|ITEM||Bearded mummy mask with bronze eyes|
|CULTURE||Egyptian, Late period|
|PERIOD||700 – 30 B.C|
|DIMENSIONS||400 mm x 220 mm|
|PROVENANCE||Ex U.S.A Gallery|
Ex New York private collection, acquired before 1948
|DESCRIPTION||Large carved sarcophagus mummy wood mask, waring a black painted headdress and royal beard with bronze eyes|
Wooden mummy masks from ancient Egypt, particularly during the Greco-Roman period, were remarkable artifacts that played a multifaceted role in the funerary customs of the time. These masks were not merely functional but also held deep religious significance. Crafted with meticulous detail, they depicted the likeness of the deceased and served as a visual representation of the individual’s identity in the afterlife. Their placement over the mummy’s head was believed to help the soul recognize and reunite with its body in the realm of the dead. Furthermore, these masks were designed to protect the deceased on their perilous journey through the afterlife, guarding against malevolent forces and ensuring a safe passage.

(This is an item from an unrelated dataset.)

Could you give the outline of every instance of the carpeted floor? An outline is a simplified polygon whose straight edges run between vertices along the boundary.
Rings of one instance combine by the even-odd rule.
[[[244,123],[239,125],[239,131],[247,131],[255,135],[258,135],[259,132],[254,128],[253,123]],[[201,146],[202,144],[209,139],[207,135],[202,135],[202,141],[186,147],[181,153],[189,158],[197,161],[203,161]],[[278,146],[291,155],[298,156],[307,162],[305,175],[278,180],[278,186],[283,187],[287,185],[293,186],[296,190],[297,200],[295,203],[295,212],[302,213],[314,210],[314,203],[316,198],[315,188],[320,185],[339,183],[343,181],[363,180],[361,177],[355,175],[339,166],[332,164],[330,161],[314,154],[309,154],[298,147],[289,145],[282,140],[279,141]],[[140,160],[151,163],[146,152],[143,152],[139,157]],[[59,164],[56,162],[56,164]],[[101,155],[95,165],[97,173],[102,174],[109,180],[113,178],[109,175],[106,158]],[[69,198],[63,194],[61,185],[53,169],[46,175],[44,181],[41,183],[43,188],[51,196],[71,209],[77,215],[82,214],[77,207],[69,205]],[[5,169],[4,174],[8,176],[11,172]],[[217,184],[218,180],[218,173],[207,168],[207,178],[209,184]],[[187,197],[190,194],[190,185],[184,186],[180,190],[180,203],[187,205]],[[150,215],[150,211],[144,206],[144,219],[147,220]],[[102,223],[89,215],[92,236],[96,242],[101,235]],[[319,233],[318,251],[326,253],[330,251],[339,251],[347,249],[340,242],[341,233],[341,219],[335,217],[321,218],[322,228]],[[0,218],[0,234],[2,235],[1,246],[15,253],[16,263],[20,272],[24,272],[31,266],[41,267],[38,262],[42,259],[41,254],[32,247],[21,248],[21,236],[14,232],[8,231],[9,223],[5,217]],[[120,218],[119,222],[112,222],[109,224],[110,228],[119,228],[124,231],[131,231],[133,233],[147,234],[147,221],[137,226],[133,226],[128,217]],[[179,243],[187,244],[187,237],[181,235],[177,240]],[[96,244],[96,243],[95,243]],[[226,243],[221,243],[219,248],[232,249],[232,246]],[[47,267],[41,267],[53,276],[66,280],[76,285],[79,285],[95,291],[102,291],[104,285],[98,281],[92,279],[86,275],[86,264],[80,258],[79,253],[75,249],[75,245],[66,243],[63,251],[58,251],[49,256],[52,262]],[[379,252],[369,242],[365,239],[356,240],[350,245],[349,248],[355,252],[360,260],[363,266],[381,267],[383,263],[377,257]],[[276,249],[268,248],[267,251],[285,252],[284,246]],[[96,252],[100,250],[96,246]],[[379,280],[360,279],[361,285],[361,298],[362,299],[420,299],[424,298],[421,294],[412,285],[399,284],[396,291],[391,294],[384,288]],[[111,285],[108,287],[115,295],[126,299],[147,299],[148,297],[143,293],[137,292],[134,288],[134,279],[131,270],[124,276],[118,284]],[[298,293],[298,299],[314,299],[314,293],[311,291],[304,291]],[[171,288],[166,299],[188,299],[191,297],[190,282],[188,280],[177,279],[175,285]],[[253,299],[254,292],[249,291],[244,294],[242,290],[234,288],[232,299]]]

The wooden mummy masks were not only religious objects but also works of art. They showcased the skills of ancient Egyptian artisans who created these masks using a combination of wood, linen, and plaster. The masks were often painted with vibrant colors and adorned with symbolic imagery from Egyptian mythology and religious texts. This artistic element served to honor the deceased and underscore the cultural importance of the individual’s transition to the afterlife.